There are, on the other hand, two scare stories circulating to encourage people to the polls.

One, much promulgated by the Liberal party, is that the election of Stephen Harper's rejuvenated Conservative party would mean the rise of American-style neoconservatism; Harper would be "Bush lite." This warning worked well enough at the last federal election, in June 2004, when a swing away from the Conservatives in the final few days of the campaign ensured the Liberals would have enough support to form at least a minority government. Subsequent revelations of Liberal corruption, however, mean that fewer are now persuaded that they are a much lesser evil than the Conservatives.

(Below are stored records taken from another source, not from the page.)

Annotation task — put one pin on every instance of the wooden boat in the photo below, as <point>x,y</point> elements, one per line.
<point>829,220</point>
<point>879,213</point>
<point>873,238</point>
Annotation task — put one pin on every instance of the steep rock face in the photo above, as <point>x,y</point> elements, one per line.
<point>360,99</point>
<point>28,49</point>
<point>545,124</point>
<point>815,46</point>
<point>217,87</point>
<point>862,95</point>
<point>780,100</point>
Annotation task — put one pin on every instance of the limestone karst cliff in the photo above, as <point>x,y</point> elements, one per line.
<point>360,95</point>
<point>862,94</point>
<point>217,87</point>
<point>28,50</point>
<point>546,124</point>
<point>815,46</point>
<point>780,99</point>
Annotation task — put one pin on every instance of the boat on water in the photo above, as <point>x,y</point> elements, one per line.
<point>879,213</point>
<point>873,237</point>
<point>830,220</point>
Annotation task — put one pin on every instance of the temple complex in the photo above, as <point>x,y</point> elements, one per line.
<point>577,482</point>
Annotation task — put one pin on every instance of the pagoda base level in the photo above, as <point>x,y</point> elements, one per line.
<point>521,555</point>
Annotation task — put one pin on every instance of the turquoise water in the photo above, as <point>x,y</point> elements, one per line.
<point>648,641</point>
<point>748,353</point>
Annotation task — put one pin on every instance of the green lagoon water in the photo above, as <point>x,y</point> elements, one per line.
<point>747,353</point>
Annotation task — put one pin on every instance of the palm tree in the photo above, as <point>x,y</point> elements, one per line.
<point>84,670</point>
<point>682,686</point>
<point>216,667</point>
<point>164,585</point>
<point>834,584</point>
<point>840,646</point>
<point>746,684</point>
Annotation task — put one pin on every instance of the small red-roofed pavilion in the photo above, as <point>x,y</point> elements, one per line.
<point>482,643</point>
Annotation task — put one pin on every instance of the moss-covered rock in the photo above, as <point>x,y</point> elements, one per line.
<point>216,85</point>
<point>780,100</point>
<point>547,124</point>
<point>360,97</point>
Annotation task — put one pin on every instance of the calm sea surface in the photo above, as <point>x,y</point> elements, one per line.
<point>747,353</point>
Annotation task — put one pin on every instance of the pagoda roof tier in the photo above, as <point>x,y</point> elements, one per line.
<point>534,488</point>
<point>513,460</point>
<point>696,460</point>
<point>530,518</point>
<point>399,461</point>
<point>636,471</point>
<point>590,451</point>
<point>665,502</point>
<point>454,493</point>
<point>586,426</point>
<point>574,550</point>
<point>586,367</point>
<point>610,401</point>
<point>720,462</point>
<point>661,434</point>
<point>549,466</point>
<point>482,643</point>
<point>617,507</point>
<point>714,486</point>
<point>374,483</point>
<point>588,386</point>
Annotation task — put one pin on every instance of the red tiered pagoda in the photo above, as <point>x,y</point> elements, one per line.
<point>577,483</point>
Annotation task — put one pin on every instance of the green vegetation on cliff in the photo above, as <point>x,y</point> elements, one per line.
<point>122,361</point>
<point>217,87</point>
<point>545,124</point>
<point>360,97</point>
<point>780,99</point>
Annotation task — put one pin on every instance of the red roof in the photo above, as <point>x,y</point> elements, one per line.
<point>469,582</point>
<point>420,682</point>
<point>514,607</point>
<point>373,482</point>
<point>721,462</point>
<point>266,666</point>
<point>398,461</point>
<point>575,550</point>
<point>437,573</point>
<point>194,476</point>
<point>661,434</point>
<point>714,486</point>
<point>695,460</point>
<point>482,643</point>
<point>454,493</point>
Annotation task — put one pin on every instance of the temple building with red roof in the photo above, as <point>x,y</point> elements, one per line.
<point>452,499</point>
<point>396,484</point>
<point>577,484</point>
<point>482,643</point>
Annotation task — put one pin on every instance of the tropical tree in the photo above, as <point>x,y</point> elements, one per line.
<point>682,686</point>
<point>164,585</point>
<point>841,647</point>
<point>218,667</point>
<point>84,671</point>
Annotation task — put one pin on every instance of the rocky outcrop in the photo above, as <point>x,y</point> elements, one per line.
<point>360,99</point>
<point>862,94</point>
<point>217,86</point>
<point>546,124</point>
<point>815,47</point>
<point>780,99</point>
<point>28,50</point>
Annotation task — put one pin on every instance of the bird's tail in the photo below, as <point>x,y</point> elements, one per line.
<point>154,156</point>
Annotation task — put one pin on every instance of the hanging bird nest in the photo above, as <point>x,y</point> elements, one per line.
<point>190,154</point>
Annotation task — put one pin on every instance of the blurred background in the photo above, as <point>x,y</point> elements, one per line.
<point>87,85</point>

The other scare story, a version of which can be found in Dave Pollard's "Mulroney's Revenge", is that this election could mean the end of Canada. Unable to win a clear majority themselves, the Conservatives will form an unholy alliance with the Bloc Quebecois. The alienated West (the Conservatives' power base) and the alienated Francophones will together conspire if not to the physical and geographical break-up of the nation, at least to gut the Federation of all power.

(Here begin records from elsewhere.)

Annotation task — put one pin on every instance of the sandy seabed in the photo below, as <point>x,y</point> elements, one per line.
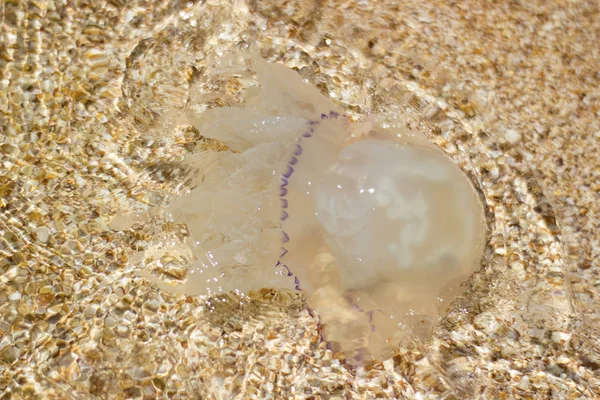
<point>509,90</point>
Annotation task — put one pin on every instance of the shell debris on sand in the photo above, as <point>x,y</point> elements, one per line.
<point>76,322</point>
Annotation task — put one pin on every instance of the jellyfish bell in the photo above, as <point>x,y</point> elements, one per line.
<point>372,223</point>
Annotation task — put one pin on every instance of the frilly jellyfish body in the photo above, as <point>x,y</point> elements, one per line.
<point>375,225</point>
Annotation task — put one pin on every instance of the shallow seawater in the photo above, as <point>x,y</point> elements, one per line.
<point>374,224</point>
<point>225,274</point>
<point>220,81</point>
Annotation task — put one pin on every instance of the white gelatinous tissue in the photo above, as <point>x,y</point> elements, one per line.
<point>375,225</point>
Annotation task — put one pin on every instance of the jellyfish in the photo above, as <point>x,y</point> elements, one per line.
<point>375,225</point>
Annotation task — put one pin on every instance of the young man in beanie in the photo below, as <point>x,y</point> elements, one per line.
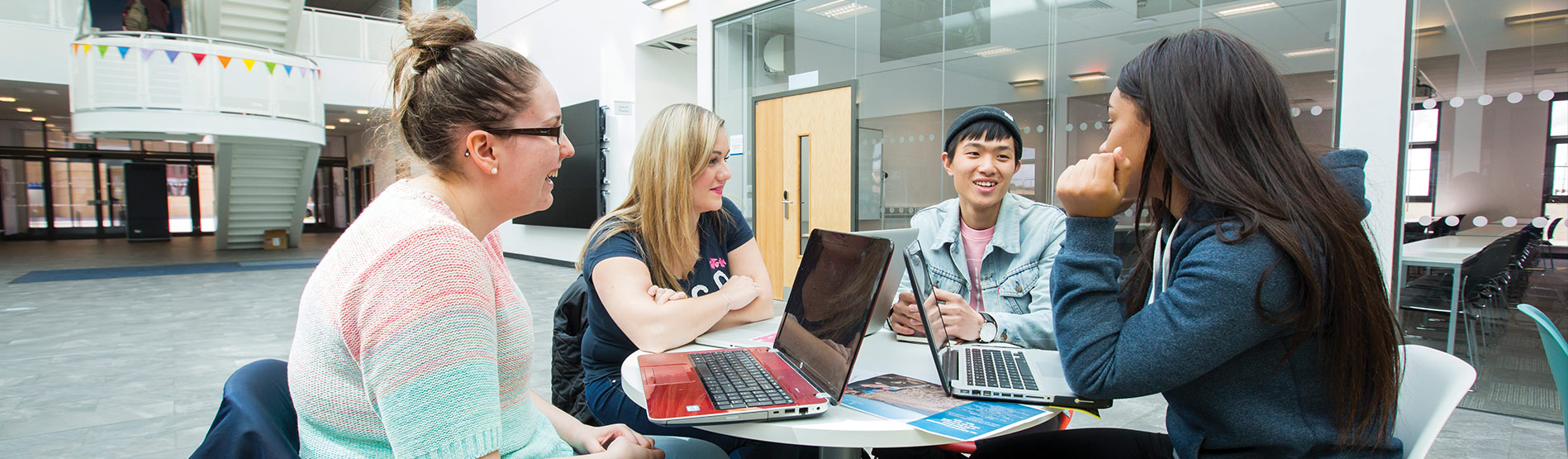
<point>988,252</point>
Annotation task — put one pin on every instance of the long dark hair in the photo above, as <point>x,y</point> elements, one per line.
<point>1219,122</point>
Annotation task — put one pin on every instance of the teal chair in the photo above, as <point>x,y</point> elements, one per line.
<point>1556,354</point>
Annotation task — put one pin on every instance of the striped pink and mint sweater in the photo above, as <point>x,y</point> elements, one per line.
<point>413,342</point>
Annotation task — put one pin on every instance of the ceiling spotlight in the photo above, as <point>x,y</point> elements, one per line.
<point>1089,78</point>
<point>1536,17</point>
<point>1432,31</point>
<point>662,5</point>
<point>1314,50</point>
<point>1248,8</point>
<point>993,50</point>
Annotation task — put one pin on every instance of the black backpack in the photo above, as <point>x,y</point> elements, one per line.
<point>567,343</point>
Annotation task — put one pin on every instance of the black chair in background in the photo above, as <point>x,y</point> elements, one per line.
<point>1482,286</point>
<point>256,417</point>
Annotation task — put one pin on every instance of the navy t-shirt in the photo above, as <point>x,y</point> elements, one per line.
<point>604,345</point>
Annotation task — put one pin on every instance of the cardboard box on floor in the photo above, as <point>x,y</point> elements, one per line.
<point>275,239</point>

But both scare stories are, in essence, one and the same: they prey on the fear of becoming American. In Pollard's words:
We will then be America Lite -- still bristling at the thought that we're just like Americans, but with our assets even more substantially owned by Americans than they are today, an economic colony with the fading illusion of relevant political independence. Instead of being the potential role model for the 21st century, we will be the country of great promise that was never realized.
This is a theme that obsesses Canadian pundits and commentators. Here, plucked almost at random, is another example, taken from one Rafe Mair and his two-part story, "Why Canada is Unraveling Again" and "How to Deal with our Next Unity Crisis":
The country teeters on the chasm of national disintegration and the federal government and indeed opposition act as if nothing is happening for fear that simply by admitting that there's a problem will itself encourage a bad result.
The irony is that to avoid becoming American, the only solution these anxious nationalists can devise is to be a little more American:
I think it useful to look at how the Americans did it in 1787 when, with equal representation from all states, large and small, they came up with what is unquestionably the best constitution ever made.
How to be like the US, without exactly being the US? How to be "America lite" without quite being (perceived as?) America lite? That seems to be the question around which much of contemporary Canadian politics turns.

Which is hardly a question that would get me up and running to a ballot box.

And surely, as Craig notes, the refrain of "Well, at least we aren't American!", the more or less smug fetishization of small differences, hinders rather than helps any real political analysis.